Los Angeles Times Via YahooNews
Smash-and-grab robbery rings organize on social media, Bonta says
It looked like chaos when groups of young people dashed from cars into the Louis Vuitton store in San Francisco’s Union Square and ran off with luxury purses, bags, and designer wear. A few days later, about 80 people stormed through a Walnut Creek mall, stealing expensive items before fleeing. At L.A.’s Grove shopping mall not long after, a smaller group used sledgehammers on a Nordstrom. But California Atty. Gen. Rob Bonta said the group crimes are rooted in a kind of organized crime. Those dashing into the stores are mostly foot soldiers for others calling the shots from a safe distance.

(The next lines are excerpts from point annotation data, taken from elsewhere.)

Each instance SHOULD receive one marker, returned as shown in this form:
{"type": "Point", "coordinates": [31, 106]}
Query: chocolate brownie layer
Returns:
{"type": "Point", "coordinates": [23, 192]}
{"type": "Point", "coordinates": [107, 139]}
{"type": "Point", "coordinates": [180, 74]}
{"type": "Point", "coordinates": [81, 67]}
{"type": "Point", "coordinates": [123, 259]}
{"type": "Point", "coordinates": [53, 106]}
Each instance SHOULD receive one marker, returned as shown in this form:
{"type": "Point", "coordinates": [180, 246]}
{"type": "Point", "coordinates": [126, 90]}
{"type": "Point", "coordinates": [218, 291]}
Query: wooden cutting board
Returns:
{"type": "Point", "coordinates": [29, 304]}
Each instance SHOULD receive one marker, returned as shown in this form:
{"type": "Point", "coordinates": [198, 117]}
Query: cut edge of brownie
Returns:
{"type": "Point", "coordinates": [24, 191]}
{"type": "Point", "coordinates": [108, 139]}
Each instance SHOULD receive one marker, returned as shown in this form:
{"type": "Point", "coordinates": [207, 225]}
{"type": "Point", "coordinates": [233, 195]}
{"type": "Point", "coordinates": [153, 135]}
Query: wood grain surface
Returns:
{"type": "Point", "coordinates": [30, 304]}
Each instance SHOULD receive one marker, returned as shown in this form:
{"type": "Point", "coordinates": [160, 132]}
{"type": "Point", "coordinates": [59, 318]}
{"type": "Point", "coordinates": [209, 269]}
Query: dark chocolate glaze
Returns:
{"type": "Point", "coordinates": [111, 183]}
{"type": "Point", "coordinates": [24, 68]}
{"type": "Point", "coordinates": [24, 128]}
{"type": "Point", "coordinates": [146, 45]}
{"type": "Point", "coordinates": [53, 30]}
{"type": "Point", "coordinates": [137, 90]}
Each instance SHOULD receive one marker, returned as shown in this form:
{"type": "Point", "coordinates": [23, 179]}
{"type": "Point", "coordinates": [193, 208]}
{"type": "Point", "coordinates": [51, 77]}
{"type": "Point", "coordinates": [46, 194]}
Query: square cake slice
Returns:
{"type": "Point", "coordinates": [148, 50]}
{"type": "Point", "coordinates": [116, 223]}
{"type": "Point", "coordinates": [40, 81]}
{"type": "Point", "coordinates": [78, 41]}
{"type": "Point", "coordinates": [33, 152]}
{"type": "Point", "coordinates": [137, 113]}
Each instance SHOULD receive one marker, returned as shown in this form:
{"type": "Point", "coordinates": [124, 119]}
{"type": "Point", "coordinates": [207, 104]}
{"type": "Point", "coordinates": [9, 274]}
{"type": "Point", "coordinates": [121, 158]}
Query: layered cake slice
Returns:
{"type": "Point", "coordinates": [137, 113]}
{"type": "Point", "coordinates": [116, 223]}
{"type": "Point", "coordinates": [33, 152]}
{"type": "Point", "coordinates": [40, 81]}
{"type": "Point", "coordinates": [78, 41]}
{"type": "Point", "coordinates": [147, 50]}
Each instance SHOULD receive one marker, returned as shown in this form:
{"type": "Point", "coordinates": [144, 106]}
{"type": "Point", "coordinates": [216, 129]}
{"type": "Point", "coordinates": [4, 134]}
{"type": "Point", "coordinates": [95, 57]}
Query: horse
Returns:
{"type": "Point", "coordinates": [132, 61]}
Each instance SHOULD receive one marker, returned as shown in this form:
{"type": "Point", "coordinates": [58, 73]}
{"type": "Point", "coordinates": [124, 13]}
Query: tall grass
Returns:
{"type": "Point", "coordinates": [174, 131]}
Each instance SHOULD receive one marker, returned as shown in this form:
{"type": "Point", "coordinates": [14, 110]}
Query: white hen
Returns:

The state’s top prosecutor said they are giving directions to the people hitting businesses by wielding social media, text and message groups to guide them on the most valuable goods to snatch. The stolen goods are eventually sold for a considerable profit, he said. “You know, the crime we are seeing is organized crime, and it is going to take an organized strategy to put a stop to it,” Bonta said of smash-and-grab crimes and a broader array of retail thefts that have ramped up in California stores. “
These are these folks that have put thought into it, have a strategy, have a plan, focused on certain places at certain times and communicate and work in concert.” His comments come as police have stepped up patrols to combat the so-called take-over robberies, which hit the state earlier this month. In downtown L.A., Bonta hosted a meeting Tuesday of big-box retailers, online marketplaces, and law enforcement to discuss the state of organized retail theft in California and develop strategies for combating it.
Representatives from the National Federation of Independent Businesses, Amazon, eBay, Facebook Marketplace, CVS, Gap, Home Depot, Lowe’s, Target, the California Highway Patrol’s Organized Retail Crime Task Force, the California State Sheriffs’ Assn., and the California Police Chiefs Assn. attended the meeting.